I’ve learned that this line of thinking shapes my reality. In these moments, my focus shifts from what I know is the best course of action to outside factors that ultimately don’t matter. This is a choice. We choose in these moments to make ourselves powerless in the face of looming possibilities. Truth is, there will always be a “what if” that could stop you. We regain our power by adjusting our perspectives and pursuing peace. Take comfort in knowing that in spite of push back, you are doing what’s best.
In my Language: I firmly believe that our words have power. Knowing this, I try to be mindful of how I speak about a situation (although I do fall short sometimes). Recently, I noticed that most of my relationship poems paint me as the victim. Everything that transpired “happened to me” as if I wasn’t an active part of how things played out. Essentially, my language reflected my view of self. I saw myself as powerless.
It’s laughable now, but I used to think I didn’t have much control over my love life. In other areas, I could make things happen, but when it came to love, I was waiting for the “right” person to come along. I would say things like, “it’s hard for independent women to find a man,” or “men have it easier than women.” While that was my reality at the time, it wasn’t the whole truth. I wasn’t powerless back then, I just wasn’t ready for the relationship I wanted. I had work to do, but I didn’t know it, so I blamed the world for dealing me bad cards.
We have more power than we know.
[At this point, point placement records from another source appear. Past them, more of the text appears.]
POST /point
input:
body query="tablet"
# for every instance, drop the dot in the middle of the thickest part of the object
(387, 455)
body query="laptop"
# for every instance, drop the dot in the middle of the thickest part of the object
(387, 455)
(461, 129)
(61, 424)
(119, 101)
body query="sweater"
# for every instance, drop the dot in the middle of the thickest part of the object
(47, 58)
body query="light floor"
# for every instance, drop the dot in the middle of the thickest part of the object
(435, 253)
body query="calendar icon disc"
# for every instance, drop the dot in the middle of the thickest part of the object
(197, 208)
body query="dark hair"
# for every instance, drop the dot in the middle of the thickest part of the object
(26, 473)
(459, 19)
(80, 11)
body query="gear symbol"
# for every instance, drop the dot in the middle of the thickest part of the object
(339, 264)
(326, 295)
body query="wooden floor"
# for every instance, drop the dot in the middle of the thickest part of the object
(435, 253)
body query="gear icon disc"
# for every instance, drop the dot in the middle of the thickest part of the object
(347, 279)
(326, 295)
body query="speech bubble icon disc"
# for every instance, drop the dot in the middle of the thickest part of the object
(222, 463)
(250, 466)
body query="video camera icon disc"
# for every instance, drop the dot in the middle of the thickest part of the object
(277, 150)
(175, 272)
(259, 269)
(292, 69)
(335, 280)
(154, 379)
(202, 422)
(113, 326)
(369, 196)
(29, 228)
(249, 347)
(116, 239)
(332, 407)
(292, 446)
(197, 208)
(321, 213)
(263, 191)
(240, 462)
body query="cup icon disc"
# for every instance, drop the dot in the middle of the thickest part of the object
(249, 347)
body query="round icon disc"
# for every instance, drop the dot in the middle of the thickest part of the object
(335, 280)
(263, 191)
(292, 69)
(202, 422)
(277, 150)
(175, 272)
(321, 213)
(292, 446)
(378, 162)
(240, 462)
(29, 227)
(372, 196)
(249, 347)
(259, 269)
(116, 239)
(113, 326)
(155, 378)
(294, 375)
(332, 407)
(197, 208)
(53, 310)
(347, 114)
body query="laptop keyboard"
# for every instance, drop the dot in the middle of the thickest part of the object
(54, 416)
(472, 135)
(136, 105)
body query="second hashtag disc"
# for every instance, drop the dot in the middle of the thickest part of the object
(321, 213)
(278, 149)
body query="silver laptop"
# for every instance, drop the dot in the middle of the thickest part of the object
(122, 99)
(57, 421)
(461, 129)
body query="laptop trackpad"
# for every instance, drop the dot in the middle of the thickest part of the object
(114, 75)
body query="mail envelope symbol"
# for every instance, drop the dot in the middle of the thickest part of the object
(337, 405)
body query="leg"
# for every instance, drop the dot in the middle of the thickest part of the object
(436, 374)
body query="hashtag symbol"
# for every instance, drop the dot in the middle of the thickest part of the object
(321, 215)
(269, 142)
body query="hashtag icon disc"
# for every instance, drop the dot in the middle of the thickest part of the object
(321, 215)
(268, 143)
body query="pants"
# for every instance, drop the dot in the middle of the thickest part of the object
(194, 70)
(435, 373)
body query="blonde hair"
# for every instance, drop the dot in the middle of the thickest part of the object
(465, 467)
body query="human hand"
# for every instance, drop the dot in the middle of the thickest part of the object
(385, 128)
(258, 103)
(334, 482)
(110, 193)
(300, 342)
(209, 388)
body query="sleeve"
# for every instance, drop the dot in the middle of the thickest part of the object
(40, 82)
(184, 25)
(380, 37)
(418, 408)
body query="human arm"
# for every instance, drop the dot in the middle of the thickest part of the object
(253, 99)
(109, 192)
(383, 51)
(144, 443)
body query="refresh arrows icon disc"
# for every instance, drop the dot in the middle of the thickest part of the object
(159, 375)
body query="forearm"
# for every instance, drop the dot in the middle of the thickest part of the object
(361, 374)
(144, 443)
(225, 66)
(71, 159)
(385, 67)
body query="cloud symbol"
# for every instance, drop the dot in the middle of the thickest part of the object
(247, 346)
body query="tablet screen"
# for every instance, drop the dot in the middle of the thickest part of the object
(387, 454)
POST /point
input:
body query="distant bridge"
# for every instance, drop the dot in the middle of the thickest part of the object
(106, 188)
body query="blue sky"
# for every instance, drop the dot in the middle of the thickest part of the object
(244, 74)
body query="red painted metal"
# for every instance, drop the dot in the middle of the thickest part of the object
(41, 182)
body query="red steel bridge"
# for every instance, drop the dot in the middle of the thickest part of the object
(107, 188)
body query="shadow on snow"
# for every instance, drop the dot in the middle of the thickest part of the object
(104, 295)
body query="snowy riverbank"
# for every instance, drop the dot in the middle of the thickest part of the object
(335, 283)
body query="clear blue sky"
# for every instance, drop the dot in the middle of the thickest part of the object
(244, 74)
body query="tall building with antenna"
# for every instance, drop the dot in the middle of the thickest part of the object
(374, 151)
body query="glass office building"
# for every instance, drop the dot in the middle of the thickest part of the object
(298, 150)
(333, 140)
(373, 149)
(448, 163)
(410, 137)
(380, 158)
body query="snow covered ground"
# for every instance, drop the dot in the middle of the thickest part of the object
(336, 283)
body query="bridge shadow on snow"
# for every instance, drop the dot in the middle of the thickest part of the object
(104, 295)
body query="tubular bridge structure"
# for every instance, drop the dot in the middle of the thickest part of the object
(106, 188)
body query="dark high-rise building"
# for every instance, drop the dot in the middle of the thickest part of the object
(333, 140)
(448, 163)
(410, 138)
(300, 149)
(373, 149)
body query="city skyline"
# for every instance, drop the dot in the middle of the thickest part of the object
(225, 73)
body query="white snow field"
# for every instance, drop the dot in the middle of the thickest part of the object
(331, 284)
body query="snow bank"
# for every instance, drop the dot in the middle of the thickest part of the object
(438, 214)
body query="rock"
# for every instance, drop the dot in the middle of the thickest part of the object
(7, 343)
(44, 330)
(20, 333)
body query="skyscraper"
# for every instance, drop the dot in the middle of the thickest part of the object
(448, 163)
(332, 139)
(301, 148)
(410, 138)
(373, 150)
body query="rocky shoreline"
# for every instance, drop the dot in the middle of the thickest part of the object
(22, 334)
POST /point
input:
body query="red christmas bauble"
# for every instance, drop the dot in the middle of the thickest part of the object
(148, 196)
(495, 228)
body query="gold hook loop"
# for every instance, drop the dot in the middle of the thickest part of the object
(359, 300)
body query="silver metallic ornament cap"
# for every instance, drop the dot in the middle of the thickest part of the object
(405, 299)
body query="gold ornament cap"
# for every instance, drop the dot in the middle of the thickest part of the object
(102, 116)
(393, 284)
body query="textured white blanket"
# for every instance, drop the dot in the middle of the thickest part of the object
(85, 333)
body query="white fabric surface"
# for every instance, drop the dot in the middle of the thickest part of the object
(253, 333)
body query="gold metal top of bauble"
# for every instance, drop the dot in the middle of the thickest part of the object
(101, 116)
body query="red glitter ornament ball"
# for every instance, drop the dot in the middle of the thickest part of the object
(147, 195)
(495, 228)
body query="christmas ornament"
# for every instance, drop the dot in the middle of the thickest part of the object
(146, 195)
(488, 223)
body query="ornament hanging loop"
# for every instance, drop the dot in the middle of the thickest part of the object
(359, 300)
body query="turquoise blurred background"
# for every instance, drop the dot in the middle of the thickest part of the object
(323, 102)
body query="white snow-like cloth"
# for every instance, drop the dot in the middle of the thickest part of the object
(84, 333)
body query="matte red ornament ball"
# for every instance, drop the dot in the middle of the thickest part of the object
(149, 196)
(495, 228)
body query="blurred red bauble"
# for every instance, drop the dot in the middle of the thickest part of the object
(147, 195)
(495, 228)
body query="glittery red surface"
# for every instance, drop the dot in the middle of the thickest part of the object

When I started really working on myself, the quality of people I attracted changed, and not just in relationships but in business and friendships as well. Watch your language.
In my Action: I have a horrible habit of not cutting off relationships or people. I will gladly let distance come between us, be passive aggressive, or wait until something happens. This is because I value the other person’s perspective (how they will take it) more than my peace (what I know is best). It sounds absurd, but I’ve struggled heavily in this area because I don't trust myself. I have to remind myself daily that I don’t really owe anyone an explanation. At any given moment, we are capable of ending what does not serve us no matter the cost or feedback. I'm working on this.
As we enter Women’s History Month, may the words of our elders and ancestors guide and ground us. We are powerful, and it’s time to act accordingly.